Readers of this column know that I often write candidly about family situations and experiences.

Just last month I trekked to cold and snowy Boston to care for my sister. She is ill with a chronic disease. There is much I’d like to write about her situation.

For example, there’s the financial impact of a disease whose treatment requires a drug that costs $3,000 per month. Or the dynamics of living with a condition that forces the patient to be homebound, prompting other family members to assume new roles. Or the critical reliance by the patient on an array of medications, despite a desperate wish to be off all of them.

I want to write that column— but I’m hindered by the feeling that my sister would be embarrassed. I know this all too well because I had the same disease in my teenage years, and my other sister had it in her 20s. Clearly there’s a genetic link, but it doesn’t negate the feelings of shame that each one of us feels, or has felt.

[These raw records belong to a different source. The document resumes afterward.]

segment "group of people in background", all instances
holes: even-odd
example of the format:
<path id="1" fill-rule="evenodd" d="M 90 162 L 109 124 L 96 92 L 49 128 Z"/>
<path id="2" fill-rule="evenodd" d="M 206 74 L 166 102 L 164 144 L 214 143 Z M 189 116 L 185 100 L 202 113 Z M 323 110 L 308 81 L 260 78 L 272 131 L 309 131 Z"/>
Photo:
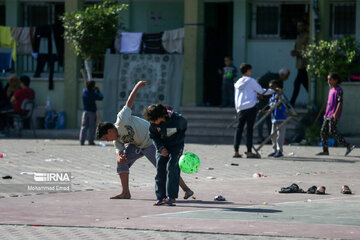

As a teenager, I remember being fearless in telling my classmates about why I had to be home-tutored or why I had chipmunk cheeks (from the steroid prednisone) or why I had an all-access hall pass to the bathroom anytime I needed it.

I think my mother was mortified by my disclosure. She was embarrassed by my illness and probably felt somewhat responsible because of the genetic component. I’m sure she wanted her daughter to just “be normal,” especially in the challenging teenage years.

What I learned was that chronic illness is something to be embarrassed about, and the more “normal” you could look or act, the better it was for everyone. That’s too bad. My doctor gave me one of the best medicines for my embarrassment: He connected me with another of his patients with the same disease, a boy a few years older than me. Being able to share my shame, fears and concerns with someone who “got it” was tremendously healing.

It takes a lot of energy to manage a chronic illness. I never knew whether I was going to have a good day or a bad day. I felt very alone and was very depressed and stressed. Back 40 years ago, stress was considered one of the causes of this disease, so everyone kept telling me not to stress

Fate intervened and emergency surgery created a cure. Some like my youngest sister, go into remission, and some, like my middle sister, deal with the disease throughout their lives. Being an optimistic sort, I’m thankful to my bout with chronic disease for giving me the empathy and understanding to support my sister in her battle.

As I get older, I know it’s just a matter of time before I develop another chronic illness.

Nearly 92 percent of older adults have at least one chronic condition, and 77 percent have at least two—diabetes, heart disease, cancer, hypertension and a plethora of other possibilities among them.

I am sure at that time I will feel embarrassed and responsible for my body’s failure. It will take courage and determination not to let myself feel that shame long-term. Acceptance takes time.

I am thankful I could be with my sister. Besides medical treatment, I don’t think there is anything more powerful than breaking her isolation, sharing laughs and offering her someone who understands.